Jake Ahn is a professional jewel thief who has to flee his home in Seattle after a robbery goes bad. His partner tries to burn him, and he leaves that new partner for dead in a dumpster. Without anywhere else to go, Jake pays a surprise visit to his brother Eugene in San Francisco. Eugene has his own problems—a work life that’s falling apart, serious financial woes, and a marriage in peril. While staying at Eugene’s apartment, Jake has to deal with selling the stolen jewels he brought with him, while using his lock-picking skills to plan additional heists. At the same time, he develops complicated feelings for his attractive sister-in-law and has to deal with how the physical abuse he and his brother suffered as children shaped their relationship. Unbeknownst to him, he’s also the target of his former partner, who survived and is bent on getting revenge against Jake—if he can find him—and is brutally interrogating possible contacts along the way. The story uses its time line well, interspersing Jake’s stay in San Francisco with scenes from the house robbery that got him into that predicament, the parallel story of his former partner’s process to track him down, and flashbacks to scenes from Jake and Eugene’s childhood. All these plot points work up to a seemingly inevitable conclusion, but there are enough interesting details and snappy dialogue along the way to make the journey there work. The book uses a great deal of detail in describing how Jake picks locks, how he learns to crack safes, and how he tries to figure out which jewelers and pawn shops might be willing to purchase clearly stolen merchandise. That attention to detail pays off, and helps make The Lockpicker a solid genre novel.”

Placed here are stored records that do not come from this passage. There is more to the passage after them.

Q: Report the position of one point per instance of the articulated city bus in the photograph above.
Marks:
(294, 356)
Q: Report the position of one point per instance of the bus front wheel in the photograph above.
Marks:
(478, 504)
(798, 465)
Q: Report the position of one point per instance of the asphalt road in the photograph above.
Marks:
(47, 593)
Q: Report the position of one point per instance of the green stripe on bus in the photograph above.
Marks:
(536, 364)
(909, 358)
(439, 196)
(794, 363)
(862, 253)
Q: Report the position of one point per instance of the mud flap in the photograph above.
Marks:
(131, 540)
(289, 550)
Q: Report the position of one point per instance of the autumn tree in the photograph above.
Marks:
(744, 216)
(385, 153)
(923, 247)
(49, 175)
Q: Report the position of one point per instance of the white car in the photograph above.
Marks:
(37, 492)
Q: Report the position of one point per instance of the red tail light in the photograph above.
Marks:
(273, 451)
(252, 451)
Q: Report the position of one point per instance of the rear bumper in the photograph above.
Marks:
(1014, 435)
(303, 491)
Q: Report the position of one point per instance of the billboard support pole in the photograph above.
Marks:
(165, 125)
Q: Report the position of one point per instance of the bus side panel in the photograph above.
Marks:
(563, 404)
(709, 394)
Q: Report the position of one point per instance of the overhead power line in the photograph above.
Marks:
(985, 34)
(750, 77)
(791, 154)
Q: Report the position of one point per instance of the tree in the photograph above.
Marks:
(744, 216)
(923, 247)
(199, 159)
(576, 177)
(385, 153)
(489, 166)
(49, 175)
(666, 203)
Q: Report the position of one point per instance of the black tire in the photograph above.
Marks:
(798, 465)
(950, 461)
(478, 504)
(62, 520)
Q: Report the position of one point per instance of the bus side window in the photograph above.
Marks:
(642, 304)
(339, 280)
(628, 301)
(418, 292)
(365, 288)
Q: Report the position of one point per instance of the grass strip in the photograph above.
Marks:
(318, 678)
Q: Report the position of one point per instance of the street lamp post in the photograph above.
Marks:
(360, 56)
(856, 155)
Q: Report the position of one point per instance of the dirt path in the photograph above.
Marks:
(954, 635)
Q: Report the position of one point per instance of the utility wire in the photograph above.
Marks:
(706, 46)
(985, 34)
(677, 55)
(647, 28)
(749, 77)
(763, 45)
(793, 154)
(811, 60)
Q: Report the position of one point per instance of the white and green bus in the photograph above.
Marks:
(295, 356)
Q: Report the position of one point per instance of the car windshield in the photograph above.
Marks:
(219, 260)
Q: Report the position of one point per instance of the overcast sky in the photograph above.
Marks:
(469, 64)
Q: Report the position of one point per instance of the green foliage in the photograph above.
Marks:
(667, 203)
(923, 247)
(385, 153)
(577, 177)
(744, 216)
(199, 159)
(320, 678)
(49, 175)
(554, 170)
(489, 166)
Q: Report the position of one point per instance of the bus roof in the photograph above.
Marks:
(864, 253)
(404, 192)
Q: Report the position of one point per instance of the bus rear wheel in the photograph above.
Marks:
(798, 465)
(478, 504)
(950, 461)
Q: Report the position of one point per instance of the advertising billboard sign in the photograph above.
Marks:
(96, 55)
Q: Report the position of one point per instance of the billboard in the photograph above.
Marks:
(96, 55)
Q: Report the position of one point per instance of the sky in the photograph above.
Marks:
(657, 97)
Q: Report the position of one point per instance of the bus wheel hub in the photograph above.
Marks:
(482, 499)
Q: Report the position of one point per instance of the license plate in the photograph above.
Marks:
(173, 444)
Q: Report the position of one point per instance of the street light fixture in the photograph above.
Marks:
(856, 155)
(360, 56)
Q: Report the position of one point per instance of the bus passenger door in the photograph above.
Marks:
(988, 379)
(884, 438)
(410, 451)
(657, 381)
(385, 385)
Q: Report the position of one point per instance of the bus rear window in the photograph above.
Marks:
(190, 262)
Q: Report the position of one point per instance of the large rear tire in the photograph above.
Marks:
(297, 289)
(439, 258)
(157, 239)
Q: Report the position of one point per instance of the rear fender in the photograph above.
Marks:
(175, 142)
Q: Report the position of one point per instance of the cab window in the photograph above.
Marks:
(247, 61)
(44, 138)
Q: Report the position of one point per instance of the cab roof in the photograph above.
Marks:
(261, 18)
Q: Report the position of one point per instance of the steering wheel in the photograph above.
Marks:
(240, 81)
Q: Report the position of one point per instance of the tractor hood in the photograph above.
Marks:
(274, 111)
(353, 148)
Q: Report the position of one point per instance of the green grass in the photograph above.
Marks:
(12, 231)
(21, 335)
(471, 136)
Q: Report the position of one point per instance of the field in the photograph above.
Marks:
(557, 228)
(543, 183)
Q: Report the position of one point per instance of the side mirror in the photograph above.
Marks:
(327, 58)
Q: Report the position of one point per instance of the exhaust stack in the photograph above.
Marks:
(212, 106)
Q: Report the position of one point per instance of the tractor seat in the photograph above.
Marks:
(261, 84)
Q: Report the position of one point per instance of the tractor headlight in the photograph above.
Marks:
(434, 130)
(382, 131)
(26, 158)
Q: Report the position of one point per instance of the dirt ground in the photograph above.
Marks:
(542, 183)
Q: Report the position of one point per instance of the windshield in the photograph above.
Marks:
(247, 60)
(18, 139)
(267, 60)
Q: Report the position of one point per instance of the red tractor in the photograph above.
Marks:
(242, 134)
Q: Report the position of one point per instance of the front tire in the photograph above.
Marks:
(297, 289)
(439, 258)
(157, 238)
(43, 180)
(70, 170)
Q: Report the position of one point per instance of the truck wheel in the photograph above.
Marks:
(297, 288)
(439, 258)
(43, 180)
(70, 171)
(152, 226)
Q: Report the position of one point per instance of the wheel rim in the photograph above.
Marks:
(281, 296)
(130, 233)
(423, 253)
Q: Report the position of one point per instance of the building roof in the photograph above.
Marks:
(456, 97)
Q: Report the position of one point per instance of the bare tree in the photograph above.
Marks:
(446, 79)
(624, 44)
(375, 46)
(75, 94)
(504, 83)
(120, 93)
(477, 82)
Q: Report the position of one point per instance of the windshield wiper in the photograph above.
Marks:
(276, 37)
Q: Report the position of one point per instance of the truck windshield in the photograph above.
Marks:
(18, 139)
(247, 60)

Jeff Fleischer, Foreword Reviews

Praise for Leonard Chang

“Chang is patient and precise. His knack for dismantling sentiment and rendering the real is stunning.”
Michael Martone, author of Alive and Dead in Indiana

“Mr. Chang…creates characters who earn our quick attention and sympathies, and he describes events and emotions with equal grace.”
The Wall Street Journal

“Chang’s gift for unsentimental storytelling is indisputable.”
Library Journal

“Chang writes beautifully about the wounds of his characters and the wounds of society as a whole.”
James Sallis, author of Drive

“The key is character. Chang works like a painter, carefully brushing strokes of truth and depth on all of his characters.”
Michael Connelly, author of the Harry Bosch novels

“Chang’s novels…are the most entertaining, enjoyable books I’ve read in recent memory… He has slipped into a groove of mastery and confidence.”
KoreAm Journal

“Chang is…one of the most audaciously independent and intriguing writers in Korean American literature today.”
Korean Culture

“Chang restores my faith in the power of the novel to illuminate a way of life. He deals in a startling and disturbing way with the constantly recurring American themes of race, ethnic strife, class conflict, and the dream for a better life.”
Ernest Hebert, author of The Dogs of March

“Chang continues to explore the Korean American experience… He explores the immigrant experience, the presence of racism in both the white and Korean communities, the experiences in a dysfunctional family, school bullying, and the pursuit of the American dream.”